Highlights & Insights¶
- Precise problem diagnosis: Systematically analyzes the failure modes of existing rewards (text rules vs. DINO), demonstrating strong motivation.
- Three major attributes: Fine-grained (captures subtle visual differences), interpretable (generates diagnostic feedback), and task-agnostic (a single RM covers charts, tables, and SVGs).
- Advantage of generative RMs: Compared to scalar rewards, generative rewards provide structured feedback necessary for Test-Time Scaling (TTS).
- Practical benchmark VC-RewardBench: Bridges the gap in benchmarks for fine-grained image difference discrimination.
- 8B model outperforms 235B: Specialized reward training is more effective than scaling general-purpose models.
Limitations & Future Work¶
- Dependency on rendering: Requires environments capable of properly rendering code outputs, which increases pipeline complexity.
- Training of Visual-ERM relies on GPT-5-mini annotations, limiting cost and reproducibility.
- Simplistic reward aggregation (sum of severities + normalization) may lose structural information.

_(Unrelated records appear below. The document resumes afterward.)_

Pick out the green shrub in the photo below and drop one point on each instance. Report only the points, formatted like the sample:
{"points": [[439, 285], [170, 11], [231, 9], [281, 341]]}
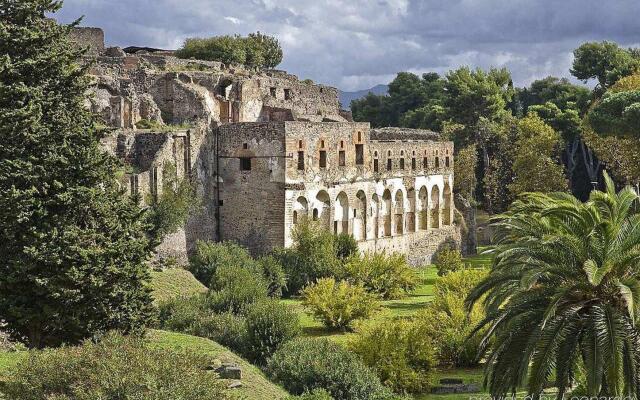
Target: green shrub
{"points": [[345, 246], [116, 368], [315, 394], [209, 256], [233, 288], [256, 50], [400, 354], [449, 260], [338, 304], [449, 324], [311, 257], [388, 275], [269, 325], [302, 365], [226, 328], [274, 274]]}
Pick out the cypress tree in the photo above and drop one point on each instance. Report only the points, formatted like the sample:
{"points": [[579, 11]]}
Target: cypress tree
{"points": [[73, 247]]}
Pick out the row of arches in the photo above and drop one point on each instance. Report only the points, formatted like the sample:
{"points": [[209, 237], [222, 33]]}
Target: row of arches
{"points": [[373, 216]]}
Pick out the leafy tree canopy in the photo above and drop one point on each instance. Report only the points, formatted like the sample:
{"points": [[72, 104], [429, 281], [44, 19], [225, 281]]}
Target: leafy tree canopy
{"points": [[74, 246]]}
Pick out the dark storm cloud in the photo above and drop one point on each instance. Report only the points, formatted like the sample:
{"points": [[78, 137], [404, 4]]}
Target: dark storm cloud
{"points": [[357, 44]]}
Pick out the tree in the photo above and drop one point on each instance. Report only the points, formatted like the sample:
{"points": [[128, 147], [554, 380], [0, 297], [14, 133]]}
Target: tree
{"points": [[256, 50], [535, 167], [73, 245], [562, 295], [604, 61]]}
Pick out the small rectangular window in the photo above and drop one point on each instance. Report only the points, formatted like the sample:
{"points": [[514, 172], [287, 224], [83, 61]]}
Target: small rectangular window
{"points": [[359, 154], [323, 159], [245, 164]]}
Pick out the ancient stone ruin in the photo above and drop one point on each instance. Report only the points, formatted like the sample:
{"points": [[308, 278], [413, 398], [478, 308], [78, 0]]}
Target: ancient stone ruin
{"points": [[266, 150]]}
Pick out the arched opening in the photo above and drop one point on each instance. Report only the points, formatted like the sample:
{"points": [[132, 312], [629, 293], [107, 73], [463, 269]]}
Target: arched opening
{"points": [[322, 212], [300, 209], [411, 212], [435, 207], [360, 217], [386, 212], [423, 219], [341, 222], [399, 213], [375, 213], [447, 211]]}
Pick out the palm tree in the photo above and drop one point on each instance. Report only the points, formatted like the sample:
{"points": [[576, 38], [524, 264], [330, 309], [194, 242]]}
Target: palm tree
{"points": [[563, 295]]}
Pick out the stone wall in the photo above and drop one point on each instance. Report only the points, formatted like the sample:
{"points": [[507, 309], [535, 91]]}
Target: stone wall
{"points": [[93, 38], [252, 194]]}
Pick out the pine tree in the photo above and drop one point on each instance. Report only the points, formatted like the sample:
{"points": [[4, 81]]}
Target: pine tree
{"points": [[73, 247]]}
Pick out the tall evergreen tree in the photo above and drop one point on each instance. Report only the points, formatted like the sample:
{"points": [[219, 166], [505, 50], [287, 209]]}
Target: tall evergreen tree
{"points": [[73, 247]]}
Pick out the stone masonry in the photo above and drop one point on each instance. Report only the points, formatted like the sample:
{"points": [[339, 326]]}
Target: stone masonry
{"points": [[266, 150]]}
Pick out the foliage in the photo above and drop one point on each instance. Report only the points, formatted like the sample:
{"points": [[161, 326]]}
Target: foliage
{"points": [[449, 324], [74, 246], [535, 167], [174, 282], [171, 208], [387, 275], [563, 291], [302, 365], [232, 289], [466, 162], [311, 257], [338, 304], [345, 246], [256, 50], [209, 256], [315, 394], [117, 367], [449, 260], [270, 324], [274, 274], [604, 61], [400, 354]]}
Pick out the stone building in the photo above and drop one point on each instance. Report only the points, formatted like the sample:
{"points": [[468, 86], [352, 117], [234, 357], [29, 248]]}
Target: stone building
{"points": [[266, 150]]}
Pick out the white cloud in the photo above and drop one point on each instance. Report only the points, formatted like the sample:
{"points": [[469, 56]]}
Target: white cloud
{"points": [[358, 43]]}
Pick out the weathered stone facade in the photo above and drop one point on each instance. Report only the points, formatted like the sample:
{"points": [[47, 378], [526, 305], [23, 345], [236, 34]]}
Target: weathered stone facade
{"points": [[267, 150]]}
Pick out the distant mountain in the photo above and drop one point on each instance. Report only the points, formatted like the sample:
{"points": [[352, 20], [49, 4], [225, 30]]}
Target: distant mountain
{"points": [[347, 97]]}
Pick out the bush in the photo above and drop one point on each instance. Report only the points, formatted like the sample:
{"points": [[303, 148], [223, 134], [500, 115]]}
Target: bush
{"points": [[233, 288], [311, 257], [315, 394], [449, 260], [387, 275], [449, 324], [269, 325], [274, 274], [302, 365], [337, 304], [209, 256], [345, 246], [256, 50], [116, 368], [400, 354]]}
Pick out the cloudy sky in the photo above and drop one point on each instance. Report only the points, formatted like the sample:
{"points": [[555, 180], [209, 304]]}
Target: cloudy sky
{"points": [[357, 44]]}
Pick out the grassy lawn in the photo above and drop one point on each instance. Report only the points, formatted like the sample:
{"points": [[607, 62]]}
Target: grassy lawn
{"points": [[174, 282]]}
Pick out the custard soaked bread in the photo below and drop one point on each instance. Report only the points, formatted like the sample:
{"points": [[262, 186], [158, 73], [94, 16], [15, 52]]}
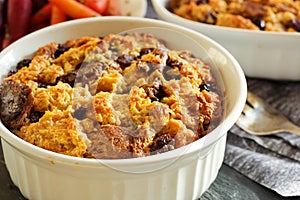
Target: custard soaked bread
{"points": [[120, 96]]}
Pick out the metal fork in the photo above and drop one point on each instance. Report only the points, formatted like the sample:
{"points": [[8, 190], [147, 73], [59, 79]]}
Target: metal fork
{"points": [[259, 118]]}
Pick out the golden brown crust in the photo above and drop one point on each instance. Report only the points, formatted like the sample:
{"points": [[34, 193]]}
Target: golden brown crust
{"points": [[118, 97]]}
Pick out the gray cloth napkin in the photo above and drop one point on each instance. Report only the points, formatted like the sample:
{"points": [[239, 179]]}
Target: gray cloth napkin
{"points": [[273, 161]]}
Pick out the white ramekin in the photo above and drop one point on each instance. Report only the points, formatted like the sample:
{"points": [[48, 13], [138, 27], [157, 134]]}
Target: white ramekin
{"points": [[183, 173], [261, 54]]}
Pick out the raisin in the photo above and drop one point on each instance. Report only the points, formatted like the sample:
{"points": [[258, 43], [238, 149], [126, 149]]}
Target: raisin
{"points": [[155, 91], [125, 60], [16, 101], [145, 51], [80, 113], [160, 142], [208, 87], [61, 49], [69, 78], [21, 64]]}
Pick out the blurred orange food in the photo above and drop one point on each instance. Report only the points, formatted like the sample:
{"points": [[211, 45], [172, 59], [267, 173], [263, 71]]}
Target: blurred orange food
{"points": [[20, 17]]}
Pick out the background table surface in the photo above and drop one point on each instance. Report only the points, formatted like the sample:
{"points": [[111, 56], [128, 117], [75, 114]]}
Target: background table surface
{"points": [[229, 185]]}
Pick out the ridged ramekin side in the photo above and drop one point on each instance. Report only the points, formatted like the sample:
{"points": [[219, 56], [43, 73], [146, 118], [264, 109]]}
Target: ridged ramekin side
{"points": [[181, 180]]}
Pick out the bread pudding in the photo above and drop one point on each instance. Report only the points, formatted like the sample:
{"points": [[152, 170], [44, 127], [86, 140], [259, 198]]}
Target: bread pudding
{"points": [[111, 97], [266, 15]]}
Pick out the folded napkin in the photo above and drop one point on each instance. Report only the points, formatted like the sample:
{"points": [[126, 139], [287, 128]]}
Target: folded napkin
{"points": [[274, 160]]}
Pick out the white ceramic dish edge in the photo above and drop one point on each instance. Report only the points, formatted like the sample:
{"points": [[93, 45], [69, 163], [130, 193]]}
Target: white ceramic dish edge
{"points": [[135, 8], [271, 55]]}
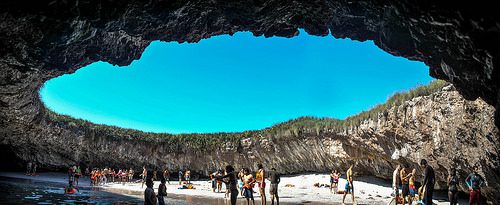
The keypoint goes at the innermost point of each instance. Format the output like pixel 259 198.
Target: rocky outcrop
pixel 44 39
pixel 458 41
pixel 443 128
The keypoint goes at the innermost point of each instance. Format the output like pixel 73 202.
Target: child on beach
pixel 248 185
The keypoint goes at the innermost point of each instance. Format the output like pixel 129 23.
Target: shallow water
pixel 29 191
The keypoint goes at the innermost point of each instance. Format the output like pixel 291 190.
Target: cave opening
pixel 234 83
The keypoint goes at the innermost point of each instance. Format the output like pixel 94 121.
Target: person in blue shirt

- Only validated on chart, table, and SVG tasks, leaving broader vision-to-code scenarios (e.g., UI, web pages) to be examined.
Related Work & Insights¶
- vs. DINO-based reward: DINO models coarse-grained semantic similarity, ignoring text and precise layout, which is susceptible to reward hacking.
- vs. TEDS-based reward: TEDS operates only in the textual space, lacking visual perception.
- vs. Bradley-Terry RM: Discriminative scalar RMs fail to provide explainable feedback, thereby failing to support TTS.
- Insights: Direct evaluation in the visual space is a necessary and sufficient condition for RL in vision-to-code tasks; generative RMs provide a natural interface for TTS.
Rating¶
- Novelty: ⭐⭐⭐⭐ — The concept of a visual equivalence reward model is novel, systematically filling the reward design gap in vision-to-code RL.
- Experimental Thoroughness: ⭐⭐⭐⭐⭐ — Comprehensively validated across three tasks, compared against multiple reward baselines, including TTS experiments and VC-RewardBench.
- Writing Quality: ⭐⭐⭐⭐ — Deep problem analysis, rigorous experimental design, and clear illustrations.
- Value: ⭐⭐⭐⭐ — Provides a practical reward solution for vision-to-code RL, with VC-RewardBench possessing long-term value.